Transport Matters understands that the taxi industry performs a vital social and community role. It is an integral part of Victoria’s essential services and public transport mix. Taxis play a key role in covering the transportation needs of the elderly and those with disability; and are often used for ‘first and last mile’ trips, that is the trip from home or work to the nearest public transport access point.
It is no longer acceptable for those in the taxi industry to work under a set of conditions that would be unacceptable to the vast majority of Victorians. We want to create an industry where driving a taxi is seen as a profession; a profession that drivers can be proud of and, more importantly, one where they can achieve a sustainable and fair income – whether their work is done as a driver/operator or drive for someone else.
They are very, very angry about the ‘appalling treatment’ of past taxi and hire car licence holders by the Andrews Government, and the uncontrolled release of minimal cost licences to new drivers, which has severely impacted driver income and ‘ruined many small businesses and made many other unviable; unfairly causing financial harm to thousands of Victorian families’.
First, up, they want redress.
Taxi and hire car licence Holders need to be fully compensated for the compulsory acquisition of their property (licences).

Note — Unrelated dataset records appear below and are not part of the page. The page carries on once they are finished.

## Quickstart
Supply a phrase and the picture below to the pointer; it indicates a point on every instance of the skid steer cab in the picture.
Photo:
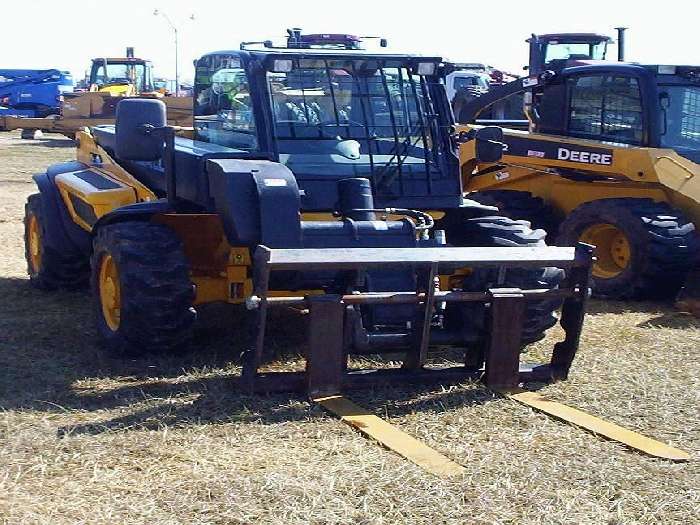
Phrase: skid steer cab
(325, 177)
(611, 158)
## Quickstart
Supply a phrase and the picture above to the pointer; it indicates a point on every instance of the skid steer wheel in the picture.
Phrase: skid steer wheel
(503, 231)
(49, 269)
(644, 249)
(520, 205)
(141, 289)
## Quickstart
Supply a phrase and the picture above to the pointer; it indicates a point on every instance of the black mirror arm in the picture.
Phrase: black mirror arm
(167, 133)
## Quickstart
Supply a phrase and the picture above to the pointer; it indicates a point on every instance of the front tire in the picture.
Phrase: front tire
(142, 293)
(644, 249)
(520, 205)
(502, 231)
(48, 268)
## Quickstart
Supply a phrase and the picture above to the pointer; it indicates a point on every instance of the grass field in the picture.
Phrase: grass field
(163, 439)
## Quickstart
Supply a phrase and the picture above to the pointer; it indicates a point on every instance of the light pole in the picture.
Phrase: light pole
(156, 12)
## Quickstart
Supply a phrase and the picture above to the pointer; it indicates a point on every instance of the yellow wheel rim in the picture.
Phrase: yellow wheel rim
(110, 292)
(613, 251)
(34, 241)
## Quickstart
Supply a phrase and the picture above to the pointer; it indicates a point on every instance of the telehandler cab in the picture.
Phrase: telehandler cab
(304, 184)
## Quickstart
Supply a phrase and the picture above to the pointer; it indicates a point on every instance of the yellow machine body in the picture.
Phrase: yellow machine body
(658, 174)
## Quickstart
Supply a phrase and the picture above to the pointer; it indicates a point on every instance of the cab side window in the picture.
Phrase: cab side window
(223, 112)
(606, 107)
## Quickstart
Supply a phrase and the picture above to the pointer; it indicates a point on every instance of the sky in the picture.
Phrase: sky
(39, 34)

This should be based on an independent valuation of the taxi and hire car licence plate market values, prior to Uber illegally entering the Victorian Transportation Market.
They want all taxi licences to have the same value, and not be means tested.

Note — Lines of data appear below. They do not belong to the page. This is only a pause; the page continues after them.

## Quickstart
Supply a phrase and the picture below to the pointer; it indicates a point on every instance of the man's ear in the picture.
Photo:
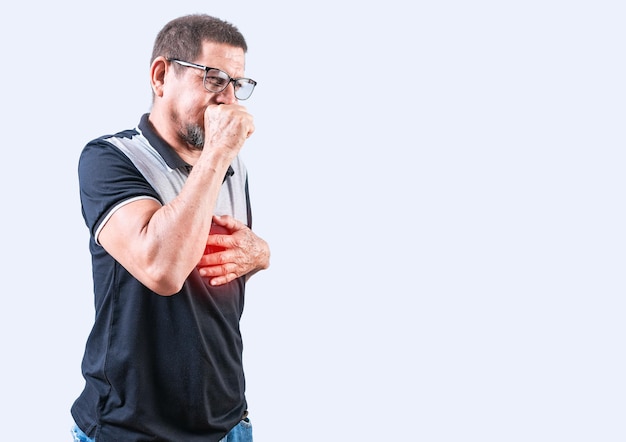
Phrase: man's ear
(158, 70)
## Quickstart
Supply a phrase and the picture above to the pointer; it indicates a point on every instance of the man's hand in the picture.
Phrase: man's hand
(236, 253)
(227, 126)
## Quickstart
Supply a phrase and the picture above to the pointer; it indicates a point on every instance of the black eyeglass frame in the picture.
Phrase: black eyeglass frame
(206, 70)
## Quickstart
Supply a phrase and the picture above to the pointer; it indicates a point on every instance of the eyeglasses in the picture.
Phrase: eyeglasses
(216, 80)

They want a distinction between traditional “Hire Car” and “Taxi” categories and “On demand vehicles”.
All classes of vehicles need to have permanent visible signage saying what they are. I note that this is a handy way to inconvenience part-time Uber drivers who want to use their cars on occasions when they are not working as drivers, but never mind that.

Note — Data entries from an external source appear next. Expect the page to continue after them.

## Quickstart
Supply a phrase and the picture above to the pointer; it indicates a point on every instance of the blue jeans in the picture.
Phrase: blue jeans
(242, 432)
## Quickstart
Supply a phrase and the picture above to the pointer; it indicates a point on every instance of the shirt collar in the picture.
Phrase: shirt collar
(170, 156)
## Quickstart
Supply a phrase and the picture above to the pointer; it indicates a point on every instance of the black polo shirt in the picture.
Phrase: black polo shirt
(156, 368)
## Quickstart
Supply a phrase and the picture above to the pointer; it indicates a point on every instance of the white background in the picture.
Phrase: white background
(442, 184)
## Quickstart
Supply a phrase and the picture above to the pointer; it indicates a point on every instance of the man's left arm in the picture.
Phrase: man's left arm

They want all these classes of vehicles to pass regular roadworthiness certifications, which is fair enough, and for the government to subsidise a move to an all hybrid or electric fleet, with free charging points for taxis which are hybrid or electric.
Taxis should also be exempt from tolls.
Finally, Transport Matters wants the taxi, car hire and ride share industry to fall under the jurisdiction of the public transport ombudsman.
Overall, I’m not sure what I think of Transport Matters as a party. It’s pleasing to see that they are better on public transport and on the environment than I would have anticipated (they really, really love their hybrid and electric cars, evidently), and I do think they have a justifiable beef with the Andrews government about the taxi licenses.
So yeah. I’m ambivalent about this group. I feel as though their party name is misleading, but given that they really aren’t making any real attempt to disguise their priorities, and they do clearly support public transport, I’m less inclined to hold this against them than I thought I would be.
I’m less sure about what looks to me like an attempt to make ride sharing businesses unfeasible in Victoria. As a passenger, I feel a lot safer in an Uber than I do in a taxi. In the last four years I’ve felt unsafe enough in taxis on three separate occasions to change my drop-off point and walk the last kilometre or two home, and I only take taxis (or ride share) once every couple of months. Having said that, I don’t like Uber’s business model. And Ubers don’t offer discounts to people with disability cards.
I don’t know the best solution to this, but I think pushing either Taxis or Ubers out of the business of transport would be a bad idea.